This project provides a mechanistic, first-principles framework for modeling and optimizing enzymatic cascades immobilized within porous particles. It explicitly models coupled reaction-diffusion phenomena inside the pores and the surrounding batch reactor.

By migrating the original SciPy-based numerical approach to a Pyomo-based algebraic modeling implementation, this framework allows for complex, large-scale dynamic optimization. Key enhancements in this repository include:

• Time-dependent Enzyme Deactivation: Optional integration of first-order decay kinetics to simulate simultaneous enzyme deactivation over time.
• Advanced Spatial Immobilization Distributions (SIDs): Expanded parametrizations that support flexible spatial patterns, including egg-shell, egg-white, and egg-yolk-type distributions.
• Robust Solver Integration: Automatic collocation discretization and integration with large-scale non-linear solvers (like IPOPT) for efficient optimization.

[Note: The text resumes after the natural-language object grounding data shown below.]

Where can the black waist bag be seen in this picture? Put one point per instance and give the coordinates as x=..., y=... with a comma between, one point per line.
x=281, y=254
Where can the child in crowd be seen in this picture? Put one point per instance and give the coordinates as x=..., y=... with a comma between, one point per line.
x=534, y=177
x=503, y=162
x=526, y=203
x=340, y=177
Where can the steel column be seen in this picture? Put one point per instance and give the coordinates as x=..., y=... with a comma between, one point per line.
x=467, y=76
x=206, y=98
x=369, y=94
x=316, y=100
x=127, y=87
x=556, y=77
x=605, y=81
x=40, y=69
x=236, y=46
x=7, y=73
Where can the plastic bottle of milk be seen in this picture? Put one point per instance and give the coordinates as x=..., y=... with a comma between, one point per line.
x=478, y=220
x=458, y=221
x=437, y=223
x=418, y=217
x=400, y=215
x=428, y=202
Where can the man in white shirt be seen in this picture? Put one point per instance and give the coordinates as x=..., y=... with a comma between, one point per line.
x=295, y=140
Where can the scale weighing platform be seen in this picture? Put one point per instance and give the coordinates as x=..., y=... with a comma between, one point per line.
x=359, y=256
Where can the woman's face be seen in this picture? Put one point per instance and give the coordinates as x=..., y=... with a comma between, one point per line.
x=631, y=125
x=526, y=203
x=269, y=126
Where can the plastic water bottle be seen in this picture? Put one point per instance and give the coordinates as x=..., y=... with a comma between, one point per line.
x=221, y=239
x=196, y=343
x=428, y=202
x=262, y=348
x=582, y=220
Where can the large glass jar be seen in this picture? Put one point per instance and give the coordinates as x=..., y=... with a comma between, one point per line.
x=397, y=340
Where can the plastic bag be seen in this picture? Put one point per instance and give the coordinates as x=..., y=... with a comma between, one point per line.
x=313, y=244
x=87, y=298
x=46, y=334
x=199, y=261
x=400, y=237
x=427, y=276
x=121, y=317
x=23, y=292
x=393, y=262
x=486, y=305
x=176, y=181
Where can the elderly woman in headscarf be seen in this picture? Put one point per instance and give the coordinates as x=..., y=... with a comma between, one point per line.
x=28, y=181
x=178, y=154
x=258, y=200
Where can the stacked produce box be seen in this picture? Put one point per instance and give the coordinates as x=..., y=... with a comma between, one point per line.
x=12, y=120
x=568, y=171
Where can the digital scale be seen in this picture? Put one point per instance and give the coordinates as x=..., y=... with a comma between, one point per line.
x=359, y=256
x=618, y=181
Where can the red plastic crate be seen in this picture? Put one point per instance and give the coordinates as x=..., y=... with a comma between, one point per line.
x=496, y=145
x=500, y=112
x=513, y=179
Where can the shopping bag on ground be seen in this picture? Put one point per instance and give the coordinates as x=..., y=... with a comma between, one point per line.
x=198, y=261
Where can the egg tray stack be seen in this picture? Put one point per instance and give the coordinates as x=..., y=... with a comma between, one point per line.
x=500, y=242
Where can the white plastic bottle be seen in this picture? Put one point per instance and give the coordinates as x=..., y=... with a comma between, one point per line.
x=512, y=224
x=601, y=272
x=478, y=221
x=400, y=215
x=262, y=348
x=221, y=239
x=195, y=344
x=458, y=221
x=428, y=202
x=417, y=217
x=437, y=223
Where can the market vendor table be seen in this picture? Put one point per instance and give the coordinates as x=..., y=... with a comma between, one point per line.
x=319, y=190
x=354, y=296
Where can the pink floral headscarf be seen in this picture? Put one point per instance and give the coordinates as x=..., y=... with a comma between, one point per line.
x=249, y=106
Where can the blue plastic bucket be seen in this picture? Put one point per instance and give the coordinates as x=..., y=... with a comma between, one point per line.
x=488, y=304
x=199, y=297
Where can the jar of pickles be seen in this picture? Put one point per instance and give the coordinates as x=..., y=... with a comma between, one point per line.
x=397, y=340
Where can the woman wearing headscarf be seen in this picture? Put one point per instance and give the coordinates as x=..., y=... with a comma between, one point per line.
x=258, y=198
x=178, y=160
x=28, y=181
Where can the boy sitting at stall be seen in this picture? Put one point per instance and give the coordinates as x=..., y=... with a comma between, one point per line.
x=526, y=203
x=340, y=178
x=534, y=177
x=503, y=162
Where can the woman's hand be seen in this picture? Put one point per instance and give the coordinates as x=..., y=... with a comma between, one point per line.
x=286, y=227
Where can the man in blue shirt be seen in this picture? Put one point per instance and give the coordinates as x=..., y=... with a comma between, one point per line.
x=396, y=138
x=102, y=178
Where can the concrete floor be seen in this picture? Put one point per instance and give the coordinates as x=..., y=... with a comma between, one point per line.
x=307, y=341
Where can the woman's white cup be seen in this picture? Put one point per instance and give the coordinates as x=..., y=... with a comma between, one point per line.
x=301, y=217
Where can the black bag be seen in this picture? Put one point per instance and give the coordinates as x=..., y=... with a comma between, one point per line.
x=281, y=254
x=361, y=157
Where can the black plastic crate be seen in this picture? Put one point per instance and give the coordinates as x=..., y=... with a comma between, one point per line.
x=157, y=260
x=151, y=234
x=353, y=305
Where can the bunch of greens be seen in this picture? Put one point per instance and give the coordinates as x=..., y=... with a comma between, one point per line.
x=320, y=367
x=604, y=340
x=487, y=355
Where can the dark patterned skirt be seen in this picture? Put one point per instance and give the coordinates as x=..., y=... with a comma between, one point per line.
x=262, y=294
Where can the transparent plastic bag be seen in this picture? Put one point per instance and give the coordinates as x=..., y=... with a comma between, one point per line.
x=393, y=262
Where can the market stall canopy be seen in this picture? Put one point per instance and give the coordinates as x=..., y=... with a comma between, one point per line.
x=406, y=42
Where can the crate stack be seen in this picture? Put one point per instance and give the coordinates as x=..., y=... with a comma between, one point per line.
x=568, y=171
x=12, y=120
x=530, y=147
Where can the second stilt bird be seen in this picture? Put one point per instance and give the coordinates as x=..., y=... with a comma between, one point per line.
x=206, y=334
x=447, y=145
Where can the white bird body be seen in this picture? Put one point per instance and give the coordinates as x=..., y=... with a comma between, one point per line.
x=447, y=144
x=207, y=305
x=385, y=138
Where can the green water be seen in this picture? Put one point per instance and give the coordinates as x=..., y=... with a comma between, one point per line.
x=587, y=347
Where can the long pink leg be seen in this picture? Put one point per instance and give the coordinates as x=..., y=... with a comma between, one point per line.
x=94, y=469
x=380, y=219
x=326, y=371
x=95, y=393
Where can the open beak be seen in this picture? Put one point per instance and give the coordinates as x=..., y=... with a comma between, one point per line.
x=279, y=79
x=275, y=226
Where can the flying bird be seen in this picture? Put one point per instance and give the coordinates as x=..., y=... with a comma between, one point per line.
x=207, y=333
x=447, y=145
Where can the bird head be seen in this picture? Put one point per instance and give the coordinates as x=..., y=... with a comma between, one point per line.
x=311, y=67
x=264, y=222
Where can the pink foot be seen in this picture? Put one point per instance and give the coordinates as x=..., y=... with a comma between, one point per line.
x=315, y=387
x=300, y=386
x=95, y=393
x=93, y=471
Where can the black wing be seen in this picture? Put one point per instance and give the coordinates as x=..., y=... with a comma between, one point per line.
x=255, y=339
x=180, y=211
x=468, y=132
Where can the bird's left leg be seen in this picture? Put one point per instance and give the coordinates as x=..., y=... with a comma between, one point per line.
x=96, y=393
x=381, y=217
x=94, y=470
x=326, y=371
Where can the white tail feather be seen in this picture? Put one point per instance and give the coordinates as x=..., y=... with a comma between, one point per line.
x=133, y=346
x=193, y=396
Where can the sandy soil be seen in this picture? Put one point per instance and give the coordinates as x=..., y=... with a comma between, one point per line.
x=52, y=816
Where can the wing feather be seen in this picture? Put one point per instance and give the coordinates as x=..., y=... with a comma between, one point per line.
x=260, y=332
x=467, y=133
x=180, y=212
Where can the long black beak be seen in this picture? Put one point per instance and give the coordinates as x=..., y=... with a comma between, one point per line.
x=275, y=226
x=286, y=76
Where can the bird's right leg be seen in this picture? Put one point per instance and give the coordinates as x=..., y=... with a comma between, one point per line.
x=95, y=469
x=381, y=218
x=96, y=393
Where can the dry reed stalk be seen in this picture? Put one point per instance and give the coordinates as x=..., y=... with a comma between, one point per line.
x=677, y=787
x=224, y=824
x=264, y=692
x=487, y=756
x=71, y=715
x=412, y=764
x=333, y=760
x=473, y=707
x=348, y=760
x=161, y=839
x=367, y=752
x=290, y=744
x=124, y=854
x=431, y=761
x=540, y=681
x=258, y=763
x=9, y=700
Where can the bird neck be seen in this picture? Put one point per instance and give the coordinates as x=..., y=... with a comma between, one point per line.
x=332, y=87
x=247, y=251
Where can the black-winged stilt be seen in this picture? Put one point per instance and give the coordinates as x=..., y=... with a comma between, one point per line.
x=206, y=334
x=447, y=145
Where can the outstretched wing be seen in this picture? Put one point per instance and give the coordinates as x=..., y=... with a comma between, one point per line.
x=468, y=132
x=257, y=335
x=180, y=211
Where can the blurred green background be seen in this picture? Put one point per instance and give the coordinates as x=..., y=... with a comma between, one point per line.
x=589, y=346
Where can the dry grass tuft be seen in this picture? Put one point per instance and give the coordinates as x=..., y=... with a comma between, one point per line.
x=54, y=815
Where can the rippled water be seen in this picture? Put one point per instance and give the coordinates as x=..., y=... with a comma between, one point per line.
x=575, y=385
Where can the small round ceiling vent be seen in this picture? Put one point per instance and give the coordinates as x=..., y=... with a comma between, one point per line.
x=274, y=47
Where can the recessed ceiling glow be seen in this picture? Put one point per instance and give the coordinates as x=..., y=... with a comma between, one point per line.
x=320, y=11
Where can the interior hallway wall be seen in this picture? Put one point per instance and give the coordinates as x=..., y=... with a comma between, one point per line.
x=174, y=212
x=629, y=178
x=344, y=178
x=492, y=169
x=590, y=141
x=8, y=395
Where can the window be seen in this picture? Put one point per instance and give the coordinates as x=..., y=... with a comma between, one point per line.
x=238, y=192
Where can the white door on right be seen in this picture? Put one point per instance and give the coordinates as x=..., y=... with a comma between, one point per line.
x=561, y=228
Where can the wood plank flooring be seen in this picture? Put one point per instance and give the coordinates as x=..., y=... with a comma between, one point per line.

This project builds upon the theoretical foundation and initial codebase established by Paschalidis et al.:

• Main Paper: L. Paschalidis, S. Arana-Peña, V. Sieber, and J. Burger, "Mechanistic modeling, parametric study, and optimization of immobilization of enzymatic cascades in porous particles," React. Chem. Eng., vol. 8, no. 9, pp. 2234–2244, 2023.
• Original SciPy Repository: TUM-CS-CTV/ImmobilizationMPO

To improve the numerical stability of the boundary-value and initial-value problems during optimization, dimensional variables are scaled into dimensionless forms. The standard conversion equations used in this framework's dimensionless approach are:

$$\xi = \frac{x}{L}$$

where $x$ is the dimensional pore depth and $L$ is the total pore length.

$$u_{i} = \frac{S_{i}}{S_{\text{ref}}}$$

where $S_{i}$ is the concentration of component $i$, and $S_{\text{ref}}$ is a reference concentration, typically $S_{1,0}(t=0)$.